Enantiospecific Disposition of Chlordane in a Mouse Model Lacking NADPH-Dependent Cytochrome 450 Reductase
Project Period:
2011
Project Investigator(s):
E.D. Oldham, I. Kania-Korwel, H.J. Lehmler, Department of Occupational and Environmental Health, University of Iowa
Abstract:
The pesticide chlordane is a mixture of structurally related, highly chlorinated hydrocarbons and is a persistent environmental contaminant linked to a range of adverse health effects in animals. Most of the isomers are chiral, and may be metabolized in an enantiospecific manner. This type of metabolism has been shown for other chiral pollutants. We hypothesize that chiral chlordane isomers are metabolized enantioselectively by cytochrome P450 enzymes.
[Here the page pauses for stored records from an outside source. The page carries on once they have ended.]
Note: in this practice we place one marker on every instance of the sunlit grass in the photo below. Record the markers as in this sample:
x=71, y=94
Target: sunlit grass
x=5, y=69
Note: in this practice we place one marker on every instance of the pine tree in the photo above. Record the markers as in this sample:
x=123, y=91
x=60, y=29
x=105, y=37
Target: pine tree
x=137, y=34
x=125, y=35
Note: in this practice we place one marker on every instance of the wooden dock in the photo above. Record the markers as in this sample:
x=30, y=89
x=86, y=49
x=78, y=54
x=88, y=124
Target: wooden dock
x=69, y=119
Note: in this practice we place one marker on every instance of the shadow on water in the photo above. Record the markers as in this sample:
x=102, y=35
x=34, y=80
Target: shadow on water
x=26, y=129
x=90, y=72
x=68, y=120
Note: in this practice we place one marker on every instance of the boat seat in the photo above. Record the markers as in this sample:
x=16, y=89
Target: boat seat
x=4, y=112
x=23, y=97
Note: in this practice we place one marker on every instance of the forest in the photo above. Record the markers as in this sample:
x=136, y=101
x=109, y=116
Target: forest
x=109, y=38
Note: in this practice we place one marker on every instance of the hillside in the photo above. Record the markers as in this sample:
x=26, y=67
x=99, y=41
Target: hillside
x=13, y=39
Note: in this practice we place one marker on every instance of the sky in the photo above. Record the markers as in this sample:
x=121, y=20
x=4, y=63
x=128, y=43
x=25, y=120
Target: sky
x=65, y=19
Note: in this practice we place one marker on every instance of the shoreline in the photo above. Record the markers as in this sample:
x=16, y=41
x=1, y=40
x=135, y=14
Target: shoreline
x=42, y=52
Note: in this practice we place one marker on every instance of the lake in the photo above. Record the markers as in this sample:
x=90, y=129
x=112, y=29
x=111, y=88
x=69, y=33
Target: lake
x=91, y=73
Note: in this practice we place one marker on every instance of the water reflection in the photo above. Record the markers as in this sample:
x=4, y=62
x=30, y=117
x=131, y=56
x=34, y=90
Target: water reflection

To test this hypothesis we will take advantage of a knockout mouse model lacking the NADPH-dependent cytochrome P450 reductase, a critical enzyme in the catalytic cycle of P450 oxidation, and measure levels and enantiomeric fractions of chlordane and its metabolites in tissue from wild- type and knockout mice. This research will provide key mechanistic information about enantiospecific metabolism of chlordane, and can be extended to other pesticides commonly found in Iowa.
Publications:
Kania-Korwel I, Lehmler HJ. Chlordane and heptachlor are metabolized enantioselectively by rat liver microsomes. Environ Sci Technol 2013; 47:8913-8922.
Wu X, Barnhart C, Lein PJ Lehmler HJ. Hepatic metabolism affects the atropselective disposition of 2,2',3,3',6,6'-hexachlorobiphenyl (PCB 136) in mice. Environ Sci Technol 2015; 49:616-625.